Prediction API

The LWAI Prediction API is used to send synchronous API calls that run predictions from pre-trained models or custom models. The LWAI Prediction API supports models hosted by Lucidworks and specific third-party models. The Lucidworks AI Use Case API returns a list of all supported models. For more information about supported models, see Generative AI models. You can enter the values returned in the Lucidworks AI Use Case API for the USE_CASE and MODEL_ID fields in the /prediction use case requests. The generic path for the Prediction API is /ai/prediction/USE_CASE/MODEL_ID.

For detailed API specifications in Swagger/OpenAPI format, see Platform APIs.

Prerequisites

To use this API, you need:

The unique APPLICATION_ID for your Lucidworks AI application. For more information, see credentials to use APIs.
A bearer token generated with a scope value of machinelearning.predict. For more information, see Authentication API.
Other required fields specified in each individual use case.

Common parameters and fields

Some parameters in the /ai/prediction/USE_CASE/MODEL_ID request are common to all of the generative AI (Gen-AI) use cases, such as the modelConfig parameter. Also referred to as hyperparameters, these fields set certain controls on the response. Refer to the API spec for more information.

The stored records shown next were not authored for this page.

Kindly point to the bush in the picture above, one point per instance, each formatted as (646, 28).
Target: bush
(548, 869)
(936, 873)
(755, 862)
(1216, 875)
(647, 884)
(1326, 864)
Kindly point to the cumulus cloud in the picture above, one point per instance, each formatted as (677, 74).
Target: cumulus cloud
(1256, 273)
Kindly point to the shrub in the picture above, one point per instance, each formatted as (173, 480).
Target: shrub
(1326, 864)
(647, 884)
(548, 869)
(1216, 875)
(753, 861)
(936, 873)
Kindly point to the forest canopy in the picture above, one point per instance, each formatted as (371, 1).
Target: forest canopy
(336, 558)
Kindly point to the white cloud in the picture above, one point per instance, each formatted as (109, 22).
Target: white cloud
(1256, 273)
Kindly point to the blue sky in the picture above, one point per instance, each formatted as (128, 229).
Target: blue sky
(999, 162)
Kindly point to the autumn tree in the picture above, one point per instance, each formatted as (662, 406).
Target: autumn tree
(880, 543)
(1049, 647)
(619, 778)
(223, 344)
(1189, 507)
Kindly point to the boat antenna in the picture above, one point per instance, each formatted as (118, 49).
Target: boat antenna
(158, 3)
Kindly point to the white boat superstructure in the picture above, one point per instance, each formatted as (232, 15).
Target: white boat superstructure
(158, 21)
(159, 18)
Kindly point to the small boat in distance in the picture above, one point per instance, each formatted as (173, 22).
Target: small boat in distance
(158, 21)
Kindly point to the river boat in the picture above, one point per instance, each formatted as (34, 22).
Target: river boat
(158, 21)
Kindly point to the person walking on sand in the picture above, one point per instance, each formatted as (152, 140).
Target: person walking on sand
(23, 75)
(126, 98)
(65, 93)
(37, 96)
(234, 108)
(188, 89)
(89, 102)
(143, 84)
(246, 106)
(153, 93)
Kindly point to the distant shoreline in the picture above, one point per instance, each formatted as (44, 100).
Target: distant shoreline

Prediction use case by modelId

The /ai/prediction/USE_CASE/MODEL_ID request returns predictions for pre-trained or custom models in the specified use case format for the modelId in the request.

Unique fields and values in the request are described in each use case.

Example request

curl --request POST \
  --url https://APPLICATION_ID.applications.lucidworks.com/ai/prediction/USE_CASE/MODEL_ID \
  --header 'Accept: application/json' \
  --header 'Content-Type: application/json' \
  --header 'Authorization: Bearer ACCESS_TOKEN'
  --data '{
  "batch": [
    {
      "text": "Content for the model to analyze."
    }
  ],
  "modelConfig": [
    {
      "temperature": 0.8,
      "topP": 1,
      "presencePenalty": 2,
      "frequencyPenalty": 1,
      "maxTokens": 1
    }
  ]
}'

The response varies based on the specific use case and the fields included in the request.

Prediction API use cases

The use cases available in the Lucidworks AI Prediction API are detailed in the following topics:

Streaming with the LWAI Prediction API

The Lucidworks AI (LWAI) Prediction API supports streaming responses. Streaming enables clients to receive model outputs incrementally as they are generated, improving responsiveness and interactivity for applications such as chat interfaces or live content generation. When using the synchronous LWAI Prediction API, you can enable streaming by including the appropriate request header. This allows the model’s output to be sent as a stream of Server-Sent Events (SSE) instead of a single, complete JSON payload.

Fusion does not currently support streaming responses.When calling LWAI through Fusion services or pipelines, responses are returned only after the full prediction is generated, even if the underlying model supports streaming.Streaming is only available when you call the LWAI Prediction API directly.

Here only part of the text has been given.